Title: Communities in Networks
Abstract: Networks are all around us, from online social networks to business relationships to family and friends. The patterns in these connections control the way that information, ideas, and diseases spread across a population. In many cases, these processes are strongly influenced by the large-scale organization of nodes into groups. As such, the algorithmic detection of tightly-connected groups of nodes, known as communities, has become a prominent method for studying various networks across different disciplines. Examples discussed in this talk include online social networks, political data, and features of pathogenic E.coli. No previous knowledge about networks will be assumed.
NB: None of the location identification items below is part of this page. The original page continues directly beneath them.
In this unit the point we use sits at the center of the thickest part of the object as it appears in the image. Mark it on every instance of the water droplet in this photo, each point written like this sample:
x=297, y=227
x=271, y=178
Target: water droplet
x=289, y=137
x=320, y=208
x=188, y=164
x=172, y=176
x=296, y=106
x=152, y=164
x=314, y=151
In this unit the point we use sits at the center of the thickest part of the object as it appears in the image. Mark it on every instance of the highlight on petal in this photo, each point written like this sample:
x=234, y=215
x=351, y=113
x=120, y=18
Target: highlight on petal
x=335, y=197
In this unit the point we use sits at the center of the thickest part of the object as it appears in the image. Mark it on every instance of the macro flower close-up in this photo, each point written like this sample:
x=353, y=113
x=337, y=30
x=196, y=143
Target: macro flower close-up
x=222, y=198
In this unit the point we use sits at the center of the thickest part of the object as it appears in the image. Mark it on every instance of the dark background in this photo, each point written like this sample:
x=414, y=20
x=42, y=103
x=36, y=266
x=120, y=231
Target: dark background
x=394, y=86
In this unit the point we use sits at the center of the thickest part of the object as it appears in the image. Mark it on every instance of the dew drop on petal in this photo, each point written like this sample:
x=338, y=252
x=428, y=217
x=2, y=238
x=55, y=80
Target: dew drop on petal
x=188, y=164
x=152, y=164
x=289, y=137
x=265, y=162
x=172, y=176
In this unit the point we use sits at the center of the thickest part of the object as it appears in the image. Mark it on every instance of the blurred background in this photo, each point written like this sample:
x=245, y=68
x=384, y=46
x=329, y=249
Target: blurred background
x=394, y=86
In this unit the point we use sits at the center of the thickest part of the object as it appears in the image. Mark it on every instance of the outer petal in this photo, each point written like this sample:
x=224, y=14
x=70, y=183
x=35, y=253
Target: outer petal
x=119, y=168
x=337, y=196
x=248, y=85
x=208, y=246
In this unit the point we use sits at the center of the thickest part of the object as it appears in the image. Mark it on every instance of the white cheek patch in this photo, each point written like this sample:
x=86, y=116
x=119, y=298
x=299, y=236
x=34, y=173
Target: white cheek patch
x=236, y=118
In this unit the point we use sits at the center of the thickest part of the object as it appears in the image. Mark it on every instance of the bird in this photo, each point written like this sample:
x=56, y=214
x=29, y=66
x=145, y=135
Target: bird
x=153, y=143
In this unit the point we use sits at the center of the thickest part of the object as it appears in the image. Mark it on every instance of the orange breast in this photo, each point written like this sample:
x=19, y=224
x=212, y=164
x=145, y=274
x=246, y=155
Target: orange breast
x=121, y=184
Bio: Peter Mucha is a Professor of Mathematics and Applied Physical Sciences at the University of North Carolina at Chapel Hill. Born in Texas and raised in Minnesota, Dr. Mucha moved east to attend college at Cornell University where he majored in Engineering Physics. After a Churchill Scholarship studying in the Cavendish Laboratory at Cambridge with an M.Phil. in Physics, he returned to the States to continue his studies at Princeton with an M.A. and Ph.D. in Applied and Computational Mathematics. Following a postdoctoral instructorship in applied mathematics at MIT, and a tenure-track assistant professorship in Mathematics at Georgia Tech, he moved to UNC-Chapel Hill, where he has served as chair of the Department of Mathematics, the founding chair of the Department of Applied Physical Sciences, and is the current Director of the Chairs Leadership Program at the Institute for the Arts & Humanities. His awards include a DOE Early Career PI award and NSF CAREER award. At UNC, he was recognized with a Bowman and Gordon Gray Distinguished Term Professorship for excellence in undergraduate teaching and he was named to the inaugural cohort of the Outstanding Postdoc Mentor Award. Dr. Mucha’s research includes a variety of topics in the mathematics of networks, including network representations of data, community detection, and modeling dynamics on and of networks. His group’s activities are fundamentally interdisciplinary, applying tools of network analysis and data science in collaborations across the mathematical, physical, life, and social sciences.